VerMontanan Having said that, three years ago BNSF completed raising clearance in tunnels south of Bellingham to accommodate doublestack equipment from the port of Vancouver should BNSF wish to attempt to wrest some business from CN or CP. Hasn’t happened yet that I know of, but since such traffic would go east at Everett, it shows acknowledgement that current capacity over Stevens Pass is sufficient.
Mark I'm glad you mentioned this. I always had it in my mind that maybe one day BNSF would make a go at the Port of Vancouver's container traffic. It always appeared to be a logical market for BNSF to crack. Is there any coal still going to Roberts Bank, B.C.?
Yes, there is coal still going to Roberts Bank.
Bruce KellyHe (and others) said that the running time between the sidings determines capacity. Those being the sidings at opposite ends of the tunnel, Scenic and Berne,... Maximum authorized speed between Scenic and Berne is 30mph passenger and 25mph freight.
In your Februrary Trains article on the Flathead Tunnel, you mention that its tunnel speed limit is 50 mph. Also it takes 15-20 minutes to flush fumes. Can I presume this is why Flathead Tunnel (which is 9/10 the length of Cascade) still handles 40 trains a day? Could it handle more?
One difference between Flathead and Cascade is that Flathead has a 0.4% grade versus the 1.8% (?) grade in the Cascade tunnel. I'm assuming that Flathead has the higher speed limit due to the much lower gradient.
Erik_Mag One difference between Flathead and Cascade is that Flathead has a 0.4% grade versus the 1.8% (?) grade in the Cascade tunnel. I'm assuming that Flathead has the higher speed limit due to the much lower gradient.
Cascade Tunnels grade is 1.57%.
SD60MAC9500 Cascade Tunnels grade is 1.57%.
Thanks.
Still close to a factor of 4 steeper than the Flathead tunnel, which makes big difference in safe downgrade speeds as well as achieveable upgrade speeds.
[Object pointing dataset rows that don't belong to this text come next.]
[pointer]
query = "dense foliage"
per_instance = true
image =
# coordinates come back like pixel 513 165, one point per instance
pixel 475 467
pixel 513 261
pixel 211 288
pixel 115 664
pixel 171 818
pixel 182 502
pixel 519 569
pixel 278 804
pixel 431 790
Erik_MagStill close to a factor of 4 steeper than the Flathead tunnel, which makes big difference in safe downgrade speeds as well as achieveable upgrade speeds.
The issue of short-following fleeting remains an issue for practical throughput, again hinging somewhat on the ability of CBTC to flexibly extend "block" length without compromising the ability to run alternating-direction traffic as a couple of posters have advocated.
The use of fixed (a larger version of "wayside") storage for trains that alternate through the tunnel becomes an interesting subject for Erik to contemplate. Even a magnetic-bearing flywheel arrangement might have enough persistence to accommodate 'pairs' of downhill/uphill traffic to substantially reduce peak required external power supply for the uphill running, or permit more cost-effective 'full electric' operation for the power actually transiting the bore.
My comment about safe downgrade speeds has to do with brake fade. Assuming a train resistance of 0.2% of weight, a grade of 0.4% (Flathead tunnel) would need 0.2% of train weight worth of braking effort as opposed to ~1.4% of train weight worth of braking effort in the Cascade tunnel.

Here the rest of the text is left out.